Metabolic pathway analysis at vegetative growth stage. A quantitative pathway analysis (QPA) showing all matched pathways according to the p values generated from the pathway enrichment analysis (y-axis) and pathway impact values calculated from pathway topology analysis (x-axis). A Represents pathway matched with maize-treated consortium 1, B maize treated with consortium 2, and C maize treated with consortium 3. The numbered pathways are (1) alanine, aspartate, and glutamate metabolism; (2) arginine biosynthesis; (3) phenylalanine, tyrosine, and tryptophan biosynthesis; (4) tyrosine metabolism; (5) the citrate cycle (TCA cycle); (6) pyruvate metabolism; (7) glyoxylate and dicarboxylate metabolism; (8) flavone and flavonol biosynthesis; (9) flavonoid biosynthesis; and (10) phenylpropanoid biosynthesis. The color of the nodes varies from light yellow to red, indicating the significance of each pathway based on the p value, with red representing the most significant. The size of the nodes reflects the impact of each pathway, with the largest nodes corresponding to those with the highest impact. D Bar graphs showing the -log10 (p value) of each pathway across different consortia treatments. C1 maize treated with consortium1, C2 maize treated with consortium 2, and C3 maize treated with consortium 3 (colour figure online)

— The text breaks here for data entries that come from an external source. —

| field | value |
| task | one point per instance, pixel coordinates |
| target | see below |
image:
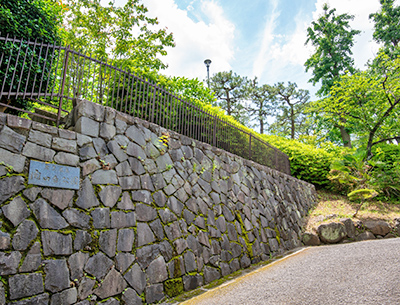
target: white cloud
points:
(195, 40)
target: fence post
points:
(67, 51)
(153, 106)
(215, 132)
(250, 146)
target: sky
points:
(262, 38)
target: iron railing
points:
(54, 75)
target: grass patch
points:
(331, 207)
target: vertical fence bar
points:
(67, 50)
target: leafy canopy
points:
(333, 39)
(124, 35)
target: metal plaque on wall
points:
(53, 175)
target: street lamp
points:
(207, 62)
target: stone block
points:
(33, 259)
(66, 159)
(77, 262)
(126, 202)
(11, 140)
(136, 166)
(101, 218)
(123, 261)
(15, 160)
(157, 228)
(67, 134)
(87, 127)
(86, 197)
(48, 217)
(104, 177)
(9, 262)
(77, 218)
(113, 284)
(124, 169)
(144, 212)
(130, 297)
(10, 186)
(5, 241)
(136, 278)
(121, 126)
(35, 151)
(82, 139)
(159, 199)
(126, 238)
(154, 293)
(90, 110)
(107, 131)
(45, 128)
(90, 166)
(57, 275)
(98, 265)
(136, 135)
(25, 285)
(123, 220)
(56, 243)
(129, 183)
(157, 271)
(107, 242)
(32, 193)
(60, 198)
(82, 240)
(66, 297)
(109, 195)
(85, 288)
(26, 232)
(145, 235)
(16, 211)
(117, 150)
(61, 144)
(87, 152)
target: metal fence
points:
(54, 75)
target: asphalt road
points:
(363, 273)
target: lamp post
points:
(207, 62)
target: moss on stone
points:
(173, 287)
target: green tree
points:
(25, 19)
(231, 91)
(263, 100)
(387, 24)
(370, 101)
(119, 34)
(292, 107)
(333, 39)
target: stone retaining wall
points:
(149, 220)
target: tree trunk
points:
(345, 136)
(292, 122)
(3, 108)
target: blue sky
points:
(263, 38)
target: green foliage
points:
(307, 162)
(173, 287)
(24, 19)
(231, 91)
(263, 103)
(292, 106)
(387, 25)
(119, 34)
(333, 39)
(368, 101)
(351, 173)
(386, 170)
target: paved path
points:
(364, 273)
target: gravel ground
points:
(362, 273)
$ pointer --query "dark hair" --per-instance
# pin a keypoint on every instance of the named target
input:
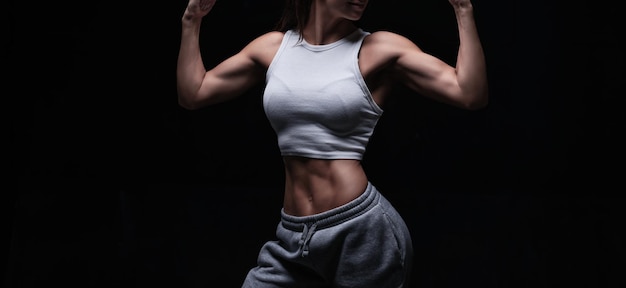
(295, 15)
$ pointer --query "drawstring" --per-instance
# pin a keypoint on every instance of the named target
(307, 233)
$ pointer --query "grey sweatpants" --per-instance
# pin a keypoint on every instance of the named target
(364, 243)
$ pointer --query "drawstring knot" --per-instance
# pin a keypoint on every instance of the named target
(307, 233)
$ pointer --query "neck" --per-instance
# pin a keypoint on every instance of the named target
(322, 28)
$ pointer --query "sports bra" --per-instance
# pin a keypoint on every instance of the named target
(316, 99)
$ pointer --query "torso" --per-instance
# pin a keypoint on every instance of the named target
(316, 185)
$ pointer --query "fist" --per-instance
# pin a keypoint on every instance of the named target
(199, 8)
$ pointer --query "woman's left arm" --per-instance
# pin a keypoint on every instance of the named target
(463, 85)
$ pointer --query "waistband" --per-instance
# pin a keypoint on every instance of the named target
(335, 216)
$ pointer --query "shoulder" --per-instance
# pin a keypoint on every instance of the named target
(266, 41)
(263, 48)
(387, 41)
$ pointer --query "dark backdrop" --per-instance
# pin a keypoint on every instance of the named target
(109, 183)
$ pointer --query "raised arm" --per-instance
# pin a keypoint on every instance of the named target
(464, 85)
(198, 87)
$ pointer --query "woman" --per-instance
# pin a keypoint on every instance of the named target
(325, 82)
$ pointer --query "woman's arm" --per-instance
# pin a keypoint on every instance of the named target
(198, 87)
(464, 85)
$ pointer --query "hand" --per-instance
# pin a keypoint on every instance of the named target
(199, 8)
(458, 4)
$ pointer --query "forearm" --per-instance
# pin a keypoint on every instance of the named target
(471, 66)
(190, 67)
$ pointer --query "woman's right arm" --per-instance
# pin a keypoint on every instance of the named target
(198, 87)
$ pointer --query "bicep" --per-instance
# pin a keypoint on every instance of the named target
(428, 75)
(230, 78)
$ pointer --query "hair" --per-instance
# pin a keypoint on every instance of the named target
(295, 15)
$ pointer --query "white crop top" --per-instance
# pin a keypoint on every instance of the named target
(316, 99)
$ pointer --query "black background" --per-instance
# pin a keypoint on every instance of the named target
(109, 183)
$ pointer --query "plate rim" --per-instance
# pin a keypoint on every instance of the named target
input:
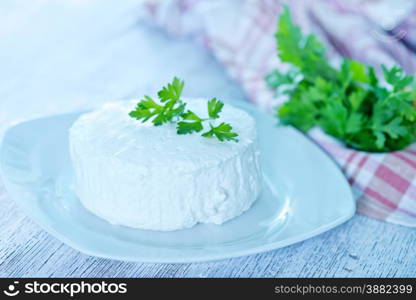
(139, 257)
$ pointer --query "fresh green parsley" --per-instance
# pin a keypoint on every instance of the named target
(172, 109)
(349, 102)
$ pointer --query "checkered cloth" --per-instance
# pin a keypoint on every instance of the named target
(239, 33)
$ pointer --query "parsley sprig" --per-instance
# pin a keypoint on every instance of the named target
(172, 109)
(349, 103)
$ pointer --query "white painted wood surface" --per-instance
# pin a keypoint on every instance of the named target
(59, 56)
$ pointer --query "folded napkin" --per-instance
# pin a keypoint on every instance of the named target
(240, 34)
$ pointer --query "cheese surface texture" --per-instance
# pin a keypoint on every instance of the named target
(144, 176)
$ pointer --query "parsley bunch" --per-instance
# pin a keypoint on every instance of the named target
(349, 103)
(172, 109)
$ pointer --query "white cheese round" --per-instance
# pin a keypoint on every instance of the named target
(139, 175)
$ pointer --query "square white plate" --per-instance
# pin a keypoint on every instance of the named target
(304, 194)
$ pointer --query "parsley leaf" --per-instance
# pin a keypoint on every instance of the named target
(222, 132)
(214, 108)
(191, 123)
(348, 103)
(172, 109)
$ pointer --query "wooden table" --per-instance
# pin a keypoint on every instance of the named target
(57, 58)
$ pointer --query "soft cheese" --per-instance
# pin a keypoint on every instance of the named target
(139, 175)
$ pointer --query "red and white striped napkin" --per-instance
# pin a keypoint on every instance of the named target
(240, 34)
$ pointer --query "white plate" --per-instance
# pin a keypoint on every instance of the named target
(304, 194)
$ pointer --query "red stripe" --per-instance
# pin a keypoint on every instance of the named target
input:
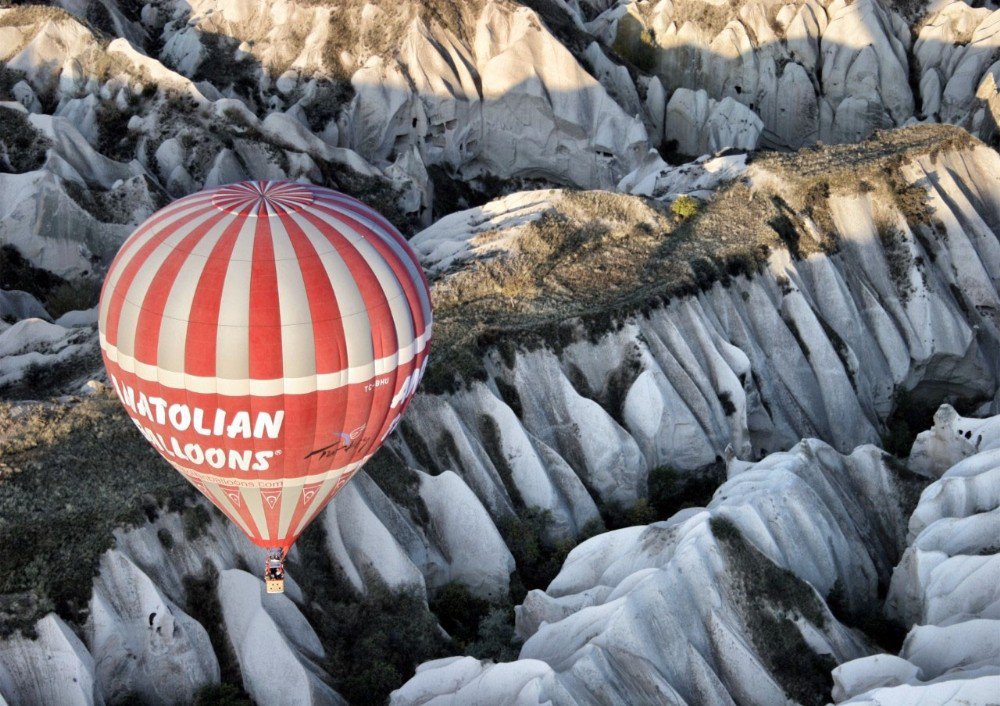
(203, 326)
(132, 269)
(124, 253)
(328, 329)
(389, 255)
(362, 209)
(265, 313)
(383, 328)
(147, 334)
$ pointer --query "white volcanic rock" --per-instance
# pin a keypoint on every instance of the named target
(951, 439)
(699, 124)
(273, 642)
(361, 545)
(864, 75)
(16, 305)
(36, 342)
(658, 613)
(53, 669)
(78, 318)
(88, 167)
(825, 341)
(945, 585)
(49, 228)
(143, 645)
(459, 680)
(477, 555)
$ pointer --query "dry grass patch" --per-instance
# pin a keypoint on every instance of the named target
(598, 257)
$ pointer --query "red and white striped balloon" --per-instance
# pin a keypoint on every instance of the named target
(265, 338)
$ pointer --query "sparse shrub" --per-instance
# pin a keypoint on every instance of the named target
(538, 560)
(871, 620)
(166, 539)
(635, 43)
(459, 611)
(684, 206)
(113, 137)
(510, 396)
(373, 642)
(489, 434)
(898, 257)
(330, 98)
(72, 296)
(398, 481)
(496, 638)
(196, 522)
(21, 145)
(770, 598)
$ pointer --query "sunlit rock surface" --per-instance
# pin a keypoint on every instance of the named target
(945, 586)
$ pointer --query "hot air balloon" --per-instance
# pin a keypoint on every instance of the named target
(265, 337)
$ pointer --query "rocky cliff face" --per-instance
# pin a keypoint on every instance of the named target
(602, 317)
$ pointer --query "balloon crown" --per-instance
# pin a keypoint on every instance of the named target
(262, 198)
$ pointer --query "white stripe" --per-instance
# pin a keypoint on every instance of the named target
(408, 260)
(265, 387)
(134, 243)
(172, 345)
(284, 483)
(346, 293)
(298, 345)
(232, 337)
(135, 295)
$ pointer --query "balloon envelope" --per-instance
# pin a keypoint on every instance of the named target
(265, 338)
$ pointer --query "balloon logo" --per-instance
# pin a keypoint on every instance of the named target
(265, 338)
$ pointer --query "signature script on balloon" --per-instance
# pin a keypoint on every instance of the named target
(342, 440)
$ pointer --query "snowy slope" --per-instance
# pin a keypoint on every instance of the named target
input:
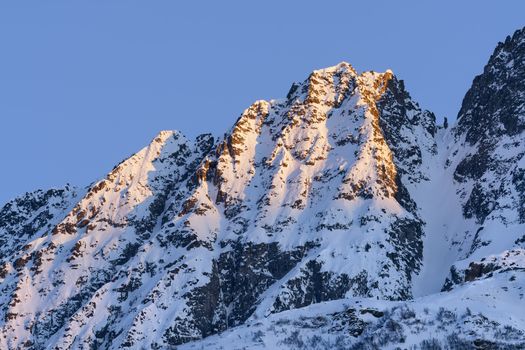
(342, 211)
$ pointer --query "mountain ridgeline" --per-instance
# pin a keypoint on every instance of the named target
(339, 217)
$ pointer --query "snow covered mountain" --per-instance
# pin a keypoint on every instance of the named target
(341, 216)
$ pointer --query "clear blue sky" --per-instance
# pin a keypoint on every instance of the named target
(83, 84)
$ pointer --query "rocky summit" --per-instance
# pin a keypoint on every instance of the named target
(339, 217)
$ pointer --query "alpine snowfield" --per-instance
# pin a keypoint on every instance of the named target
(339, 217)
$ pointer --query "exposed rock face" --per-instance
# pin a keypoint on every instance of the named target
(313, 198)
(488, 159)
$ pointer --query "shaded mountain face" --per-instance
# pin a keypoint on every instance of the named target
(344, 190)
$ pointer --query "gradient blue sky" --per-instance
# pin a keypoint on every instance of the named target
(84, 84)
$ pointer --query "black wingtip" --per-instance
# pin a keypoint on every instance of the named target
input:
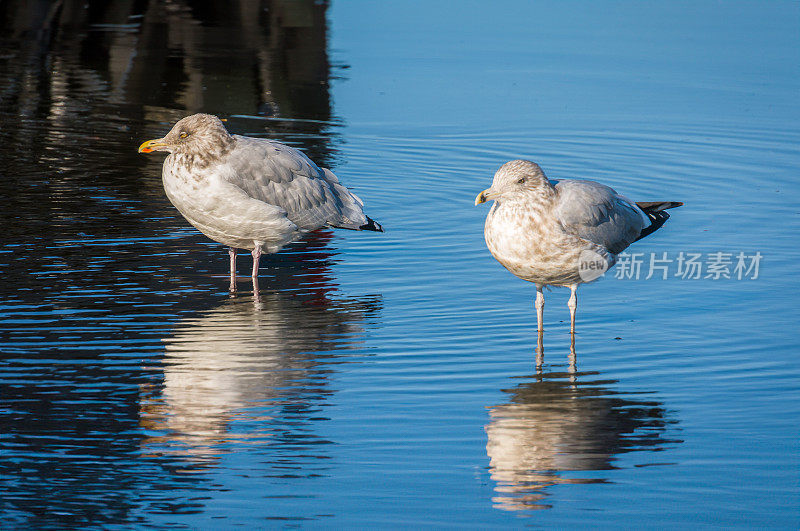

Bar graphs revealed the significantly altered biological pathways associated with three consortia applications in maize under field conditions included alanine, aspartate, and glutamate metabolism; arginine biosynthesis; phenylalanine, tyrosine, and tryptophan biosynthesis; tyrosine metabolism; the citrate cycle (TCA cycle); pyruvate metabolism; glyoxylate and dicarboxylate metabolism; flavone and flavonol biosynthesis; flavonoid biosynthesis; and phenylpropanoid biosynthesis (Fig. 4D and Table S4). Tyrosine metabolism was significantly altered due to consortia application (Fig. 4), and these findings are in concordance with previous findings where tyrosine metabolism was also significantly affected due to microbial biostimulant application (Lephatsi et al. 2022). Tyrosine metabolism is implicated in biological functions such as plant growth promotion. For instance, the former plays a crucial role in the synthesis of various essential metabolites, including tocopherols (vitamin E), plastoquinone, and ubiquinone. These compounds are crucial for plant growth and development, as they play roles in photosynthesis and cellular respiration (Xu et al. 2020). As shown in Fig. 4D, tyrosine metabolism was significantly impacted in maize treated with consortium 1 and 3 compared to consortium 2.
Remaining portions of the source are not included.